On n’accorde sans doute pas à Benjamin Fondane la place qu’il mériterait d’occuper dans l’histoire de la littérature du XXe siècle. Mais il a des lecteurs fervents et actifs, qui s’emploient à le faire mieux connaître. Le vingtième numéro des Cahiers Benjamin Fondane, de plus de 200 pages, donne à lire des études sur son œuvre complexe et multiforme ainsi que des textes inédits en France, dont certains de Fondane lui-même.
La livraison 2017 s’ouvre par un important dossier sur son théâtre. Car l’art dramatique fut l’objet d’un intérêt précoce et durable de l’auteur de Philoctète, du Puits de Maule et surtout de l’admirable Festin de Balthazar. Des articles reviennent sur l’expérience, éphémère mais marquante (aussi bien pour Fondane lui-même que pour certains des spectateurs de l’époque), du théâtre Insula. Entre décembre 1922 et mars 1923, Fondane tente, selon les termes qu’il employait quelques mois plus tôt dans un manifeste, de procéder à une « purification spirituelle du théâtre ». C’est le moment où il tient par ailleurs la chronique dramatique dans la revue roumaine d’avant-garde Contimporanul. Le théâtre de Fondane est profondément marqué par la grande tradition, très vive alors en Europe centrale et orientale, du théâtre yiddish. Mais des expériences novatrices comme celles du Vieux-Colombier de Jacques Copeau ou du théâtre de la cruauté d’Artaud se rencontrent également avec ses préoccupations. Le fort antisémitisme qui règne en Roumanie en ces années 1922-1923, suite à l’octroi de la nationalité roumaine aux juifs, aura raison de la tentative de rénovation, sans que son auteur cesse pour autant de s’intéresser à l’art dramatique.
Un autre dossier est consacré au dernier recueil de poésies de Fondane, Au Temps du Poème, écrit dans le contexte tragique de l’occupation allemande, alors que l’écrivain est interdit de publication par les lois de Vichy. Plusieurs études, fort éclairantes, sont consacrées à différents aspects de la poésie élégiaque du poète traqué.
D’autres articles sont consacrés à un aspect également important de l’œuvre de Fondane : la philosophie. Les rapports de sa pensée avec celles d’Aristote, de Ferdinand Alquié ou de Heidegger sont analysés. Il faut signaler particulièrement une remarquable étude de Maria Villela-Petit sur la présence de la pensée philosophique dans le théâtre de Fondane.

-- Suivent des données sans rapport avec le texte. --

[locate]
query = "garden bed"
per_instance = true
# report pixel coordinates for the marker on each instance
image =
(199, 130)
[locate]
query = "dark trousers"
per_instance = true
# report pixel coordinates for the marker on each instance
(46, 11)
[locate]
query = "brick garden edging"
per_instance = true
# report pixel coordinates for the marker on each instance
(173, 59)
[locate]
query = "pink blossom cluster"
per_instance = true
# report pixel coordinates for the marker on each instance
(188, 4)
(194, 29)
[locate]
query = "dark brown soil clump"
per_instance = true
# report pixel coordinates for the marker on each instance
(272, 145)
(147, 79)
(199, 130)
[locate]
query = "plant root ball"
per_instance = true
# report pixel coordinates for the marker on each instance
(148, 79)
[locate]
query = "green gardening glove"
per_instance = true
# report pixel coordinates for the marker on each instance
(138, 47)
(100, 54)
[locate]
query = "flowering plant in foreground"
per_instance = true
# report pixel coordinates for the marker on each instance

Un examen des rapports d’Yves Bonnefoy et de Fondane et un article sur la question de la traduction complètent ce riche numéro où on notera, parmi les inédits, un admirable « Appel aux étudiants », publié en décembre 1934 par Fondane dans une revue roumaine de Paris. Il y invite les étudiants roumains de France à la vigilance et à la résistance face au péril fasciste. Un texte remarquable, qui n’a pas, hélas, perdu toute actualité.